- Genre: Reality competition
- Created by: Shaun Parry; Natalie McArdle; Peter Howell; Matt Marsh;
- Presented by: Roman Kemp
- Starring: Tom Bell; David McIntosh;
- Country of origin: United Kingdom
- No. of seasons: 1
- No. of episodes: 8

Production
- Executive producers: Ben Kelly; Karl Warner; Meredith Chambers;
- Running time: 42 minutes
- Production company: Electric Ray Limited;

Original release
- Network: ITV2
- Release: 14 September – 2 November 2017

= Bromans =

Bromans is a British reality television series on ITV2. The contestants compete against each other in Ancient Rome-themed physical challenges. Their girlfriends join them to provide support and also compete in their own contests. The winning "gladiator" receives £10,000.

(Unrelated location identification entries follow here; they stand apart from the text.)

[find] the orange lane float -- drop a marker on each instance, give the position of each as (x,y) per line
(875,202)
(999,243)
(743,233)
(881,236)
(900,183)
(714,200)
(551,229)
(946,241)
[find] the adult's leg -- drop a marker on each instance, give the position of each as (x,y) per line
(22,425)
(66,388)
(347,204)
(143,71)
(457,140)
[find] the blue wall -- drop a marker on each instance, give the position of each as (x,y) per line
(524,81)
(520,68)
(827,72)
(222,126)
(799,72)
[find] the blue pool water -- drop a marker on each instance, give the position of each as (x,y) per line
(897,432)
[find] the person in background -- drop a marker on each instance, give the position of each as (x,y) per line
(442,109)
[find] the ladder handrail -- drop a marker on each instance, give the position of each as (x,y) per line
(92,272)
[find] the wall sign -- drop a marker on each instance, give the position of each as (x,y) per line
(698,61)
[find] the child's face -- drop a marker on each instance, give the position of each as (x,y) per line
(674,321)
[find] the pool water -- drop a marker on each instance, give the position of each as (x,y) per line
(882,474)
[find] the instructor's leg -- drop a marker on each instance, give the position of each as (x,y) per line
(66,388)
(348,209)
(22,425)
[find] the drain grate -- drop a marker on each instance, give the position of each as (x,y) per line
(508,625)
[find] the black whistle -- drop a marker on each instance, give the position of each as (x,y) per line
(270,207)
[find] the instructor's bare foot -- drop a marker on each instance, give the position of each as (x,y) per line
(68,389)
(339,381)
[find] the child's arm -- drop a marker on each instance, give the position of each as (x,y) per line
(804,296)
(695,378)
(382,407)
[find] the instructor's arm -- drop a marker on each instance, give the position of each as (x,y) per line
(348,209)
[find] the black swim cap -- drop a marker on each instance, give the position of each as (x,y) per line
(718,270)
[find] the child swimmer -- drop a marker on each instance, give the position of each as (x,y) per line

The gladiators are overseen by the emperor's right-hand man, Dominus, played by Tom Bell, and mentored by Doctore, played by David McIntosh. They meet with the unseen Emperor each week and select two gladiators for banishment. The other contestants choose who they want to remain in competition, and the gladiator with the least support is eliminated. It all concludes with the final four gladiators competing in the Emperor's Games, where a series of challenges determine the overall winner.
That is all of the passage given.